Now, for each interface, you will do the next if the service is ssh; if not, change it accordingly:
In the above screenshot, 192.168.1.45
is the IP of the honeypot we deployed previously. The destination must be the created alias from the last step. The interface in the above screenshot is set to LAN, but you need to do it for each interface you have so it gets applied in each subnet if you want to. Finally, the service in our case is SSH.
Important: With every new NAT rule, you create a new firewall rule that will be created in each interface at the end of the list, so you need to check each interface and make sure the order of your firewall rules is right.
An example of how your NAT rules might look like:
Save your new pfsense configuration.
Now, pfSense is portforwarding every new SSH connection on every red IP in the topology to 192.168.1.45:22
.
Notification
Now, let’s edit 192.168.1.45
profile file. Add the next lines to /etc/profile
to get executed when someone logs in. Don’t forget to change your Slack webhook.
generate_post_data()
{
cat <<EOF
{
"text": "Alert!!!: Someone logged in to one of your honeypots!! Connection coming from: $SSH_CLIENT"
}
EOF
}
# Send an notification!!!
curl -X POST -H 'Content-type: application/json' --data "$(generate_post_data)" https://hooks.slack.com/webhook
# Shut it down now or exit
# shutdown now
# Exit if you want to kick the connecter out
exit
## End of the file
Now delete the history and log out, then take a snapshot of the disk and memory.

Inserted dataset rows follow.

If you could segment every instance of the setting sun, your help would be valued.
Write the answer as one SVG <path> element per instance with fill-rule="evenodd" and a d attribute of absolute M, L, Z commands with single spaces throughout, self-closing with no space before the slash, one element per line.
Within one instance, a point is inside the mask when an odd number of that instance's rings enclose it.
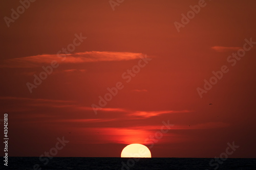
<path fill-rule="evenodd" d="M 147 147 L 141 144 L 127 145 L 122 151 L 121 158 L 151 158 L 151 153 Z"/>

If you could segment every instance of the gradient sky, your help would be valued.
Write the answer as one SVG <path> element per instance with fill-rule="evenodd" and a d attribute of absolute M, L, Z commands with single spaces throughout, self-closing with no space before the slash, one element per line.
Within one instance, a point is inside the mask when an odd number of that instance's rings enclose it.
<path fill-rule="evenodd" d="M 227 59 L 245 39 L 256 41 L 256 2 L 206 1 L 178 32 L 174 22 L 198 2 L 125 0 L 113 11 L 108 0 L 36 1 L 8 27 L 4 17 L 20 4 L 1 1 L 9 156 L 39 156 L 64 136 L 70 142 L 56 156 L 120 157 L 129 144 L 149 147 L 145 140 L 169 120 L 153 157 L 214 157 L 234 141 L 229 157 L 255 158 L 256 48 L 234 66 Z M 87 38 L 58 53 L 76 34 Z M 126 82 L 122 74 L 146 55 L 152 60 Z M 31 93 L 27 82 L 53 60 L 58 66 Z M 200 98 L 197 88 L 223 65 L 228 72 Z M 95 114 L 92 104 L 119 82 L 123 88 Z"/>

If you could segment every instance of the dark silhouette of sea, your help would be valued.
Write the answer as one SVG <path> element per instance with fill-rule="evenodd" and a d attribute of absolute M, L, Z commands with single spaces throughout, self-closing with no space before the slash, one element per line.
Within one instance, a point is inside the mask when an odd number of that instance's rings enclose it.
<path fill-rule="evenodd" d="M 219 162 L 214 160 L 211 161 L 211 166 L 209 163 L 212 159 L 214 158 L 53 157 L 44 165 L 46 161 L 40 161 L 38 157 L 9 157 L 8 166 L 4 166 L 4 162 L 2 161 L 1 169 L 256 169 L 255 158 L 228 158 Z"/>

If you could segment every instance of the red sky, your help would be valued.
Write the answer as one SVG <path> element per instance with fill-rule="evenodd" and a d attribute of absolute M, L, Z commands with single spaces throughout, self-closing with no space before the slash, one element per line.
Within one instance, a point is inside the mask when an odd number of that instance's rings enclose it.
<path fill-rule="evenodd" d="M 230 157 L 255 158 L 256 44 L 235 64 L 227 60 L 245 39 L 256 42 L 256 3 L 206 1 L 178 32 L 174 22 L 198 2 L 125 0 L 113 11 L 108 1 L 38 1 L 8 27 L 4 17 L 20 4 L 1 1 L 0 118 L 9 113 L 9 155 L 39 156 L 64 136 L 70 142 L 56 156 L 120 157 L 129 144 L 150 147 L 145 140 L 169 120 L 153 157 L 214 157 L 234 141 Z M 77 45 L 70 54 L 59 52 L 70 44 Z M 140 61 L 146 55 L 152 60 Z M 52 61 L 31 93 L 27 83 Z M 228 71 L 201 98 L 198 87 L 223 65 Z M 140 68 L 134 77 L 132 68 Z M 92 105 L 118 82 L 96 114 Z"/>

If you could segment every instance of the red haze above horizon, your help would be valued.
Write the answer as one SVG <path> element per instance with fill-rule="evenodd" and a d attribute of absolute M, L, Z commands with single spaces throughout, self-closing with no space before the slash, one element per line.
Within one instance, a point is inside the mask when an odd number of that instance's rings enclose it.
<path fill-rule="evenodd" d="M 152 157 L 214 157 L 234 141 L 229 157 L 255 158 L 256 3 L 202 2 L 37 1 L 3 19 L 9 156 L 64 136 L 55 156 L 120 157 L 138 143 Z M 0 3 L 2 18 L 21 5 Z"/>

Test: Now, let’s connect to one of the aliases and see how it reacts.
[main@main:~]$ ssh [email protected]
Welcome to Ubuntu 18.04.5 LTS (GNU/Linux 4.15.0-126-generic x86_64)
* Documentation: https://help.ubuntu.com
* Management: https://landscape.canonical.com
* Support: https://ubuntu.com/advantage
System information as of Wed Dec 9 02:04:40 EST 2020
System load: 0.08 Processes: 153
Usage of /: 19.0% of 14.74GB Users logged in: 0
Memory usage: 17% IP address for ens160: 192.168.1.45
Swap usage: 0%
0 packages can be updated.
0 updates are security updates.
Failed to connect to https://changelogs.ubuntu.com/meta-release-lts. Check your Internet connection or proxy settings
Last login: Wed Dec 9 00:10:37 2020 from 192.168.5.2
okConnection to 192.168.100.101 closed by remote host.
Connection to 192.168.100.101 closed.
[main@main:~]$
And boom, It connected to 192.168.1.45 and then sent an alert, and finally exited.
Important note
You need to completely restrict the honeypot’s access to the other hosts and networks it’s connected to. This is very important; otherwise, your honeypot will turn to a pivot point for attackers and will make everything worse than it is. I also recommend adding NIDS alert rules just to add another layer of visibility. This honeypot only needs to communicate with the gateway to send UDP DNS queries and 443 requests to Slack IP addresses. I recommend using an external DNS server and adding a rule for that. Finally, don’t rely on these IPs to detect unauthorized access. These kinds of honeypots ONLY detect amateur attackers. Experts can easily abuse your honeypot if not configured correctly.